Il giovane Michael Kovak aiuta il padre nell’impresa funebre di famiglia ed è quotidianamente a contatto con la morte. Per fuggire da quella tetra realtà e ottenere un’educazione gratuita, entra in seminario, pur senza una vera e propria vocazione. Dopo quattro anni, alla vigilia dell’ordinazione a sacerdote, Michael vorrebbe lasciare: sente che la sua fede non è solida. Scrive un’e-mail di dimissioni, ma prima di spedirla riceve una proposta: partecipare a un corso di esorcismo a Roma nell’ambito di un nuovo programma del Vaticano. Benché ancora poco convinto, accetta, anche per la prospettiva di passare due mesi a Roma. L’approccio con il corso non è dei migliori: Michael non crede alla realtà degli esorcismi. Padre Xavier, che tiene il corso, lo indirizza allora all’esperto esorcista Padre Lucas. E con Padre Lucas, il giovane comincia a dover rivedere le proprie convinzioni. Diretto dallo svedese Mikael Håfström Il Rito è tratto dal libro di Matt Baglio Il Rito Storia vera di un esorcista di oggi.
 
Quando nel 1973 L’esorcista sconvolse il mondo fu subito chiaro a chiunque che il filone satanico sarebbe stato una delle punte di diamante di Hollywood, a volte con buoni risultati come L’esorcismo di Emily Rose, altre volte con vere e proprie bufale vedi L’ultimo esorcismo. Il Rito invece è una di quelle pellicole che, ancorandosi a fatti realmente accaduti, colpisce nel segno portando sullo schermo l’ormai eterna lotta tra scienza e religione, tra scetticismo e fede. Michael (interpretato da un bravissimo Colin O’Donoghue) è un ragazzo normale entrato in seminario per sfuggire alla triste realtà della provincia americana, è uno scettico convinto incapace di credere sia al bene che al male.
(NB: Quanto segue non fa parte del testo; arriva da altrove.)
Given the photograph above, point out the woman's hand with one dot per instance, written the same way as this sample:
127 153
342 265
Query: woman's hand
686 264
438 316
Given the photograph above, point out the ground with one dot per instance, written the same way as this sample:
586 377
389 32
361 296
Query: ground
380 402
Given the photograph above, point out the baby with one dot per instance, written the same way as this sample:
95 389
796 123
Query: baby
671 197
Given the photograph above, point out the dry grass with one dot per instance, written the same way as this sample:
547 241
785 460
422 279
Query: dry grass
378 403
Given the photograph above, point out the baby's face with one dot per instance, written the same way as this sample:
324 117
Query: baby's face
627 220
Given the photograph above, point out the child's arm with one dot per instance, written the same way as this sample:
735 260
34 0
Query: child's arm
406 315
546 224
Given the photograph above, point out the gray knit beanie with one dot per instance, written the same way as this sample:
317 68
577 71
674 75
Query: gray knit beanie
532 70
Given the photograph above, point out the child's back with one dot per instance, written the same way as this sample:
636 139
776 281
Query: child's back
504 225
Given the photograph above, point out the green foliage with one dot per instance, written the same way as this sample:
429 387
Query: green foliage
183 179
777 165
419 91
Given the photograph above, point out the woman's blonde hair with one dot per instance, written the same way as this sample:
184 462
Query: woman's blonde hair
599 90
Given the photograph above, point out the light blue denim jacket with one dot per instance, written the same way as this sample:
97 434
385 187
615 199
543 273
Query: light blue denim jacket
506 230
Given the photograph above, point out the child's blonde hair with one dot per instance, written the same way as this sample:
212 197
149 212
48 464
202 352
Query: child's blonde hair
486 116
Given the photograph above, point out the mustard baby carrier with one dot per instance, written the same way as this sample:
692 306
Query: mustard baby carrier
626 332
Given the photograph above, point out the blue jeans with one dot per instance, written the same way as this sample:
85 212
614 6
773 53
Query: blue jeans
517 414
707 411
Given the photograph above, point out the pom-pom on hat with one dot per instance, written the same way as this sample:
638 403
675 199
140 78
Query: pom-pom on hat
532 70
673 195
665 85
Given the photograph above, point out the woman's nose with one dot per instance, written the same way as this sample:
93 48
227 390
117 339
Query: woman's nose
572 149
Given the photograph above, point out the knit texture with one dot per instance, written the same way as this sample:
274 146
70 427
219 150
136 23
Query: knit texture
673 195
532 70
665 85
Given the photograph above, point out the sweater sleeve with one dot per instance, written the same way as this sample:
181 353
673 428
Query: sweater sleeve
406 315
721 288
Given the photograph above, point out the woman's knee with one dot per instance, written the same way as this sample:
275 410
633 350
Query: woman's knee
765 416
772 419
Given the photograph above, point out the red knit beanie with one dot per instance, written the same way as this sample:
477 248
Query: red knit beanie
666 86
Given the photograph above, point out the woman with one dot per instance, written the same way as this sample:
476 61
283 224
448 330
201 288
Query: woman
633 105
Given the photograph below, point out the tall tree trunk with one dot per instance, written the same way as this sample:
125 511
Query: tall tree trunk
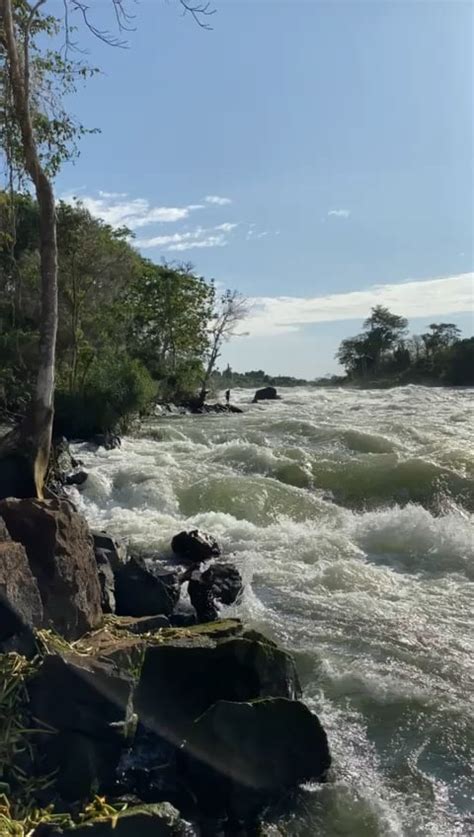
34 438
Contrapposto a lui troviamo Padre Lucas (un sempre fenomenale Anthony Hopkins), il grande esorcista, l’uomo dalla fede incrollabile, o almeno così pensiamo, ma man mano che il film prosegue ci troviamo davanti due persone molto simili, con gli stessi problemi e le stesse debolezze. Padre Lucas è un uomo in bilico tra due verità, e sarà proprio questo equilibrio precario a farlo precipitare. Di quante prove avrà bisogno il giovane Kovak per credere nel Diavolo? Sarà proprio padre Lucas a rispondere alla sua domanda: “La cosa interessante degli scettici è che sono sempre in cerca di prove. La domanda è, se le trovassero, cosa cambierebbe?”
 
Già apprezzato per  1408, Håfström  cerca di non cadere nell’ormai ultra-usato clichè di letti che volano e teste che ruotano dirigendo una pellicola che gioca tutto sull versante psicologico: dopotutto perché cercare di dare una visibilità a ciò che è invisibile? Tutto si muove sottovoce, negli angoli bui e nella mente dei personaggi, fino all’esplosione  delle scene di possessione vere e proprie, capaci di far venire un brivido lungo la schiena anche allo scettico più incallito. Dopotutto come dice lo stesso Hopkins nel film: “Scegliere di non credere al diavolo non ti proteggerà da lui”.